St. Louis Boo-boos
by
Prior to commercial release, The Pruitt-Igoe Myth was shown at Exit Art, along with a Q&A with Professor of Urban Studies Joseph Heathcott, both an adviser to director Chad Friedrichs and one of the documentary’s talking heads. The third of four in the art center-gallery’s “Remaking the American City,” it is the first of the two not centered on New York.
If not precisely villains, there are figures in it that one is uncomfortable with. But this cautionary fable points more to a perfect storm of factors: ghetto conditions, unfounded expectations for growth; federal highway and mortgage subsidies; white flight (and racism), outmoded industrial infrastructures, unemployment; social services protocol in areas like ADC, and maintenance financing, inter alia.
This man-made disaster is not unique to St. Louis, whose dreams of civic grandeur have gone largely unrealized aside from 1965’s Gateway Arch and which lost half its population (less than 400,000 by 1990), the heart of its heavy industry and its professional football team in the decades after mid-century euphoria. As indicated more in the discussion afterwards than in the film itself, metropolises like Manhattan and San Francisco, water-locked and building upward rather than out into suburbs -- though there, too --have had their despair but basically prospered as limited square footage stays utilized and pricey.

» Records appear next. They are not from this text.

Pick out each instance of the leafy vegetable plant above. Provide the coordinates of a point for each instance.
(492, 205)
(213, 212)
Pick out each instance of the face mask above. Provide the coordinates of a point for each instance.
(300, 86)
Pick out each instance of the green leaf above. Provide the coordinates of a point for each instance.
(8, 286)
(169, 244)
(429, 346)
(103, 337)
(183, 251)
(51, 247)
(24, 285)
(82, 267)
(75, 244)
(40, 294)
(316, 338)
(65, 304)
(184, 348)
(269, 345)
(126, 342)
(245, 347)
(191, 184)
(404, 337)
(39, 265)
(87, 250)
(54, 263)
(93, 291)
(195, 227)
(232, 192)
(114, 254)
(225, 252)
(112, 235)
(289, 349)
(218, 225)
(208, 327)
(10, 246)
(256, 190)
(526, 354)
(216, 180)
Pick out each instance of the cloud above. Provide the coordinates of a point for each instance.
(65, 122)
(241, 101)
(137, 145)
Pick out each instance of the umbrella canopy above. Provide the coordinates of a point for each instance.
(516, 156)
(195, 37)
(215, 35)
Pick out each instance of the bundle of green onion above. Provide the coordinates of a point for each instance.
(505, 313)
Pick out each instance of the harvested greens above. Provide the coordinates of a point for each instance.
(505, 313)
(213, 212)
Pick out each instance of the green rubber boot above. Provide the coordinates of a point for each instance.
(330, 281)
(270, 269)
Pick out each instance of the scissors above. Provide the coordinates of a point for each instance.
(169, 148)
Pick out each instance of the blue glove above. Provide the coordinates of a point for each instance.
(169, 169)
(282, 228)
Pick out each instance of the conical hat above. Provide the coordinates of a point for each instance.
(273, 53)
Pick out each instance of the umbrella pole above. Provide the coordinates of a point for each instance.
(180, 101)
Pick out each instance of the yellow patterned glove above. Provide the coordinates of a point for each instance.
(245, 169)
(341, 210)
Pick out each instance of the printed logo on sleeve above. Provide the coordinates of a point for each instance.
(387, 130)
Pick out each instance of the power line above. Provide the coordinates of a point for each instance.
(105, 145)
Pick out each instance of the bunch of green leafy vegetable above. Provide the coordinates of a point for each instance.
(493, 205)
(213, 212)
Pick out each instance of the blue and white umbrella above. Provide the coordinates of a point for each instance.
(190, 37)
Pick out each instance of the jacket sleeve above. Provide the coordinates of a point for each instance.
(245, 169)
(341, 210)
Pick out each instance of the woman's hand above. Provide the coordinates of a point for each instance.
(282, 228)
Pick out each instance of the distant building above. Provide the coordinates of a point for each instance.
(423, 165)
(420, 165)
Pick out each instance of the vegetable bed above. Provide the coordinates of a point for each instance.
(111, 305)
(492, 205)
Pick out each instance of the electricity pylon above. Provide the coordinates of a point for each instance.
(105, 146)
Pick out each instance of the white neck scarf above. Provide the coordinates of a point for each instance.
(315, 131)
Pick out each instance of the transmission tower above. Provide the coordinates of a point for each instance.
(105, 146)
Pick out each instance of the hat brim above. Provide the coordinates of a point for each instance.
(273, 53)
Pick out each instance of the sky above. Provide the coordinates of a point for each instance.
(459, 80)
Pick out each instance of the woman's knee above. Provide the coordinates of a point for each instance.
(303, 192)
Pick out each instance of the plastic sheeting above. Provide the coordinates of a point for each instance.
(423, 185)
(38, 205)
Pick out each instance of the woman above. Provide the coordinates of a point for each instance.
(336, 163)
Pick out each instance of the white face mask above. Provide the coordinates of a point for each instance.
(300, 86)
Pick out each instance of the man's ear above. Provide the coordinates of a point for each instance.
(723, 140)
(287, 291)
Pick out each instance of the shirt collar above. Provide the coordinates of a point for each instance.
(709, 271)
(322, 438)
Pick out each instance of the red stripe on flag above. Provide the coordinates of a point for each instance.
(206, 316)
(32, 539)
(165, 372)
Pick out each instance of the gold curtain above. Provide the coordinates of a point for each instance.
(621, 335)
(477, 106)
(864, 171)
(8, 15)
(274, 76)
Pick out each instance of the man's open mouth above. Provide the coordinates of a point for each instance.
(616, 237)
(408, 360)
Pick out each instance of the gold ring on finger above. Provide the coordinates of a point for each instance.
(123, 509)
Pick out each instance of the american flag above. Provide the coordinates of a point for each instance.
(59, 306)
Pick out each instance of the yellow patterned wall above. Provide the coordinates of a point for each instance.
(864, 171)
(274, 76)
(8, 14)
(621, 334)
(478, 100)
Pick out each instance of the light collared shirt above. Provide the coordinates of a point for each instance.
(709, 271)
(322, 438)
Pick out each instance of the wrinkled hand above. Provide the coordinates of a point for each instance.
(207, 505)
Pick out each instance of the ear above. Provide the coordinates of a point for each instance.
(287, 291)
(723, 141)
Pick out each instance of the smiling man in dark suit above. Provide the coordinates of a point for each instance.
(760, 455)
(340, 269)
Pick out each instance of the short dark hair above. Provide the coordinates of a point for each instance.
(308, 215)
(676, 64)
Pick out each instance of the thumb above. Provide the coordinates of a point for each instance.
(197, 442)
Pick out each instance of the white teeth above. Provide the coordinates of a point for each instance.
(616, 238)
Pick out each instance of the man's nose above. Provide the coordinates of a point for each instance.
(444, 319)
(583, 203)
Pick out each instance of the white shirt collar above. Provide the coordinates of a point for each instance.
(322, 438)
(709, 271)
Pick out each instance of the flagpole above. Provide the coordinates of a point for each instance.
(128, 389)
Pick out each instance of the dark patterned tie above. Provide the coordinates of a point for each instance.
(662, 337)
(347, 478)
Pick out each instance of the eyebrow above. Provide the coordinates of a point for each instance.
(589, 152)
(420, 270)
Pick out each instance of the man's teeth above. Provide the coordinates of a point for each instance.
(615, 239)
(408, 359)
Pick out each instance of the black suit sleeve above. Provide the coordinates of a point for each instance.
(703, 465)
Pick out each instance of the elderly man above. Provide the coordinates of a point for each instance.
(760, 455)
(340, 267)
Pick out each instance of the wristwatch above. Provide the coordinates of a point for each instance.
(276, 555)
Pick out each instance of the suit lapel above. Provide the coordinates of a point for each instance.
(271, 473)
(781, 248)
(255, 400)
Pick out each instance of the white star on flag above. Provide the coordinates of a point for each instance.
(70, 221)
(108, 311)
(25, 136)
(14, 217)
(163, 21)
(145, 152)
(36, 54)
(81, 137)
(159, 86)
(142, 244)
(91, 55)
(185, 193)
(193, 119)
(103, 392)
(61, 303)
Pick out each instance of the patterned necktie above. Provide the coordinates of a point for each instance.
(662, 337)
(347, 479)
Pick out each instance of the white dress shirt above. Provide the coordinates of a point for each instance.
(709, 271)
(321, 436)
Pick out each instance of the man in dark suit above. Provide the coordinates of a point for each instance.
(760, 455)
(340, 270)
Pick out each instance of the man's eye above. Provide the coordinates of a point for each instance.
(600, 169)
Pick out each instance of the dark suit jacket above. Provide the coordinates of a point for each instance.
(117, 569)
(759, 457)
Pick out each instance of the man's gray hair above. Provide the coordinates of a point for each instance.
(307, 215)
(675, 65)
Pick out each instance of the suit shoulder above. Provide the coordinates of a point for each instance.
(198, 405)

To chest-thumping hoopla, the title’s hyphenated low-income public housing high-rises were ribbon-cut in 1954, unluckily on the cusp of a downward spiral. They were designed, incidentally, by esteemed architect Minoru Yamasaki, who has had his share of bad luck in that the Twin Towers and National Archives were also his. Touted as a model for the urban future, the complex is known to the non-specialist, not by name but by footage of its demolition with ground-level explosives a mere eighteen years later.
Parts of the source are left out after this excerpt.